What comes as a rude shock is the fact that Santhara had been branded as a criminal offence on the grounds of being a form of ‘attempted suicide’, which is booked under Section 309 of the Indian Penal Code. Now this poses us with a rather grave question. Is a secular state violating what figures on the top of the list of Fundamental rights given to the Indian citizen – Right to Religion (Articles 25-28, Constitution of India)? However the answer can’t be that simple since Right to Life comes in direct conflict with that of religious freedom.

Advocates for euthanasia will reason that Right to Life (Article 21, Constitution of India) automatically entails one’s right to end one’s own life, simply put, ‘Right to Die’. While suicide pertains to a desperate, clinical state of mind in need of medical assistance, euthanasia is meant to arm an individual with the choice of putting a logical end to suffering through medical assistance. Spiritual practices like the Santhara practice fall in a wholly different category. Practitioners in this case make conscious adult decisions with meditative calm to attain a higher form of emancipation from the cycle of rebirth (an established spiritual philosophy).

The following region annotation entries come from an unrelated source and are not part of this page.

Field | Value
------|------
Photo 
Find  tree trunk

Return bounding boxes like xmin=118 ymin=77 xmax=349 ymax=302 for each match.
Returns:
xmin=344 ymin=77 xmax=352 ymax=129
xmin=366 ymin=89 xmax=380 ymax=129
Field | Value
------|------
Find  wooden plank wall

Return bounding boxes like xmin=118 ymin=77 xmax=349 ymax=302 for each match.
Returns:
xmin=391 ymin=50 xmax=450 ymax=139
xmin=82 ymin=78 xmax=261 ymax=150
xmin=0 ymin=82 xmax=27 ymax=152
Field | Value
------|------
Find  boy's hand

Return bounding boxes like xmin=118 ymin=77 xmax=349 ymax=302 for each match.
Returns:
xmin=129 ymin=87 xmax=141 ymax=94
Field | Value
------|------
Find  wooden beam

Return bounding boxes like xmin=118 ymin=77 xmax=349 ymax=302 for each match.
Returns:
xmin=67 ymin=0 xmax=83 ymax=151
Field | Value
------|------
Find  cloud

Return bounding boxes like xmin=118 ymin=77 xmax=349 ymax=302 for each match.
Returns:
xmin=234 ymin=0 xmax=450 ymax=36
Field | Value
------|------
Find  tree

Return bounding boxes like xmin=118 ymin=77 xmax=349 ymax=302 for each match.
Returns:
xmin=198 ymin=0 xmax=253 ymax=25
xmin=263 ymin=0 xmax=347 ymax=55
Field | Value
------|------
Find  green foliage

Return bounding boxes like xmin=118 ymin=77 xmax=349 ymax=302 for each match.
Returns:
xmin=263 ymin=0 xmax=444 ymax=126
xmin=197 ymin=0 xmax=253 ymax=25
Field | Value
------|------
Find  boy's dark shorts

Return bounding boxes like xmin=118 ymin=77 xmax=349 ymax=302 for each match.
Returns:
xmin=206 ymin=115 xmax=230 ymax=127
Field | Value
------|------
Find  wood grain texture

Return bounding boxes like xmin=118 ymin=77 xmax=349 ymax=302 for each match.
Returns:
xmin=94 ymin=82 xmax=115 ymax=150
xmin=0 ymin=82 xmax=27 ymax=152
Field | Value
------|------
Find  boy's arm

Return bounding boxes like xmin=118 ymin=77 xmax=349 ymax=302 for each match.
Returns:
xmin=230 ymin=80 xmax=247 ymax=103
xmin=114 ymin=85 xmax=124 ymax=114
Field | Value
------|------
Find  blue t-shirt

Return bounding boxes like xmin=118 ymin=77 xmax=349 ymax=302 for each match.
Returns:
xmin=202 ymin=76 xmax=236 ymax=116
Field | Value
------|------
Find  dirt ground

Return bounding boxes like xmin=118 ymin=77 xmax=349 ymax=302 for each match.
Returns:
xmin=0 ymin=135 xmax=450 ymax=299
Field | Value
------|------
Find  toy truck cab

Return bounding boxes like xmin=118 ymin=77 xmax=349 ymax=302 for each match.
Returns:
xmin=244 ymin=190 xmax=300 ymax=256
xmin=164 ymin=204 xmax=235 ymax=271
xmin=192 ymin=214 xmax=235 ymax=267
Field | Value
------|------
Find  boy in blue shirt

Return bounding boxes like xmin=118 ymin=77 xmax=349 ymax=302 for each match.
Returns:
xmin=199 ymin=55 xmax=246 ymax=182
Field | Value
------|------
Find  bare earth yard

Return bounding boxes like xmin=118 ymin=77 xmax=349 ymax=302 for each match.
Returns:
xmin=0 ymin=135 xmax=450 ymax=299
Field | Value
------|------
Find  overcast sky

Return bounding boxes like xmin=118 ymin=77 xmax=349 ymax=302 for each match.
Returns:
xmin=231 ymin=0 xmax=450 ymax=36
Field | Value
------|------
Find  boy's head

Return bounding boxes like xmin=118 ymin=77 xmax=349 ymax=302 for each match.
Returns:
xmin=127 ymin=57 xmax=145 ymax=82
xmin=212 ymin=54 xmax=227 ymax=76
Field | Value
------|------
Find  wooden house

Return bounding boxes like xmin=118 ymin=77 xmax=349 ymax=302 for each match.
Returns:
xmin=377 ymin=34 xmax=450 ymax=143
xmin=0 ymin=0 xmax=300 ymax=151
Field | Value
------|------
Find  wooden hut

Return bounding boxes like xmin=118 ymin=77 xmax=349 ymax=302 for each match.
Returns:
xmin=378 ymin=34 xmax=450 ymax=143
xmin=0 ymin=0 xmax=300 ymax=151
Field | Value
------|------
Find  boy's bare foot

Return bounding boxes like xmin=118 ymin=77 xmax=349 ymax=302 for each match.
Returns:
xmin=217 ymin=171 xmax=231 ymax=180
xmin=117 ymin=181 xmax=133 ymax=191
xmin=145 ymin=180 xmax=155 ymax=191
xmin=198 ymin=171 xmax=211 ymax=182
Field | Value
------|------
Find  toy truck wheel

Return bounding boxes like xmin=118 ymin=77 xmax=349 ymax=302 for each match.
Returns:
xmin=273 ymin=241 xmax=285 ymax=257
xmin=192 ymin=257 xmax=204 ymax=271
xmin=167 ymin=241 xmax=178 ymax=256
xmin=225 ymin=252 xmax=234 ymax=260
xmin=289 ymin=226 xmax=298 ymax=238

The protesting Jains had taken their appeal to the apex court following the Rajasthan High Court ruling. Latest developments however seem to be somewhat encouraging for the Jain community as the Supreme Court put a stay order on the Rajasthan High Court ruling on Monday, 31st of August, the day of the previously scheduled mass-protest. Bans on religious rituals can be legally tricky and it should be noted that legislations against religious customs are a volatile issue. Religion is the most sensitive premise in India and in most cases we are left confused with more questions than answers. As a concluding thought, Santhara is a completely voluntary method and only allowed in cases of old age, terminal illness, with consent of family and religious guru, or the complete absence of liabilities/responsibilities. A criminal ban on Santhara better have very strong humanitarian arguments in its support to escape charges of religious bias and majoritarianism.